Dopotutto se questo è l’approccio e si è abbastanza attenti a non andare online, situazione che permetterebbe a Nintendo di verificare la presenza di due giochi identici attivi nello stesso momento, e conseguente ban di entrambi, l’uso di giochi “piratati” sarebbe possibile. E lo stesso potrebbe verificarsi nel momento in cui queste immagini e file aggiuntivi necessari finissero online (così ben più che probabile) a disposizione di tutti.

Insomma, allo stato attuale MigSwitch è un prodotto lecito, così come lo sono gli emulatori e il loro uso se soddisfano i requisiti indicati dalla legge, ma potrebbe entrare facilmente nel mirino di Nintendo non appena possa verificarsi una - o più - delle situazioni estreme raccontate nelle righe precedenti.

Qual è il danno a Nintendo

Ma questa pirateria, potenziale o meno, crea veramente dei danni a Nintendo? O ovviamente a qualsiasi altro sviluppatore, produttore o venditore di videogiochi? Diversi studi hanno mostrato che la pirateria non ha praticamente alcun impatto sulle vendite di videogiochi. A essere precisi, esistono vari studi, uno di un paio di anni fa commissionato dalla EU che ha prodotto un report di oltre 300 pagine dove statisticamente non viene evidenziato un decremento delle vendite per via della pirateria, ma essendo un argomento decisamente complicato, per correttezza d’informazione, va detto che esiste una percentuale di errore sopra alla media. In ogni caso, al contrario, non c’è alcuno studio o evidenza che mostri una correlazione diretta tra la pirateria e la perdita di guadagni, di conseguenza oggi è abbastanza sicuro pensare che l’influenza della pirateria sulle vendite di videogiochi è, quantomeno, trascurabile.

Ma come mai non c’è alcun impatto? Dopotutto sembra decisamente controintuitivo, se la pirateria permette di avere dei contenuti digitali senza pagarli, come mai non impatta le vendite?

Prima di tutto bisogna riconoscere il fattore psicologico. Se una persona è predisposta alla pirateria, quindi, per convinzioni personali o semplicemente inclinazione comportamentale, non vuole pagare per alcuni beni, probabilmente senza la possibilità di piratare quei beni non li acquisterebbe ugualmente. Probabilmente cercherà altre soluzioni, non si perderà d’animo, cambierà piattaforme, o perderà interesse, ma continuerà a non voler spendere soldi per quel determinato bene. Altrimenti cercherà soluzioni che gli permettano ugualmente di risparmiare, quindi si rivolgerà al mercato dell’usato, alimentando il business di seconda mano, senza sottrarre alcun guadagno al produttore.

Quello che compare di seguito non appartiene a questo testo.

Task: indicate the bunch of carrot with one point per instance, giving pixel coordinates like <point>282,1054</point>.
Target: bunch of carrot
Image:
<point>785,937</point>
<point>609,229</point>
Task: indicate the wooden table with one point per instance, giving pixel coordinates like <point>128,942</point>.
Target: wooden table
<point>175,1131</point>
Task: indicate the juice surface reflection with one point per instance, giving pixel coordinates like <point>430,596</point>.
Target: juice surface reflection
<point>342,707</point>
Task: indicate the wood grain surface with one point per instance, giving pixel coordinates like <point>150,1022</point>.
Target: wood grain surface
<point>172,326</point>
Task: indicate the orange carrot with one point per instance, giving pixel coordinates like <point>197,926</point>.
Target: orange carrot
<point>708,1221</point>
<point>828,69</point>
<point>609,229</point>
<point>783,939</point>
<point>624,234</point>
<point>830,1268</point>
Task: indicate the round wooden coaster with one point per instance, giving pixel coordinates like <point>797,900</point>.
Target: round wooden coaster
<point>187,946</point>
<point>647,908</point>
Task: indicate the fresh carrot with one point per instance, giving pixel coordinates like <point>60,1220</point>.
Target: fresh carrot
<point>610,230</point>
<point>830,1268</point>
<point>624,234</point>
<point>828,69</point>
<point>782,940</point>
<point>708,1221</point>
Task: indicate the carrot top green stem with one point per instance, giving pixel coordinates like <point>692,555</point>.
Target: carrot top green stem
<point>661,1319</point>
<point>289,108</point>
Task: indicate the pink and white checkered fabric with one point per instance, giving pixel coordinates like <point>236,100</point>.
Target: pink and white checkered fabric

Diversi studi hanno mostrato che la pirateria non ha praticamente alcun impatto sulle vendite di videogiochi.

A conti fatti, e questa è un’opinione personale ma che potrebbe essere facilmente condivisa, l’impegno di Nintendo nelle sue battaglie legali potrebbe essere vista principalmente non per una questione di mancati guadagni, ma piuttosto d’immagine aziendale. Nintendo è sempre stata un’azienda molto aggressiva sotto il punto di vista dei rapporti con il mercato e con i concorrenti, dai tempi di Sega e così per tutta la sua storia, fino ad ora. Quindi investire soldi per eliminare la pirateria è più una scelta politica, di protezione dell’immagine, e forse per contenere, perché no, una possibile emorragia futura, nel caso la pirateria possa diventare così semplice da intaccare realmente l’economia dell’azienda.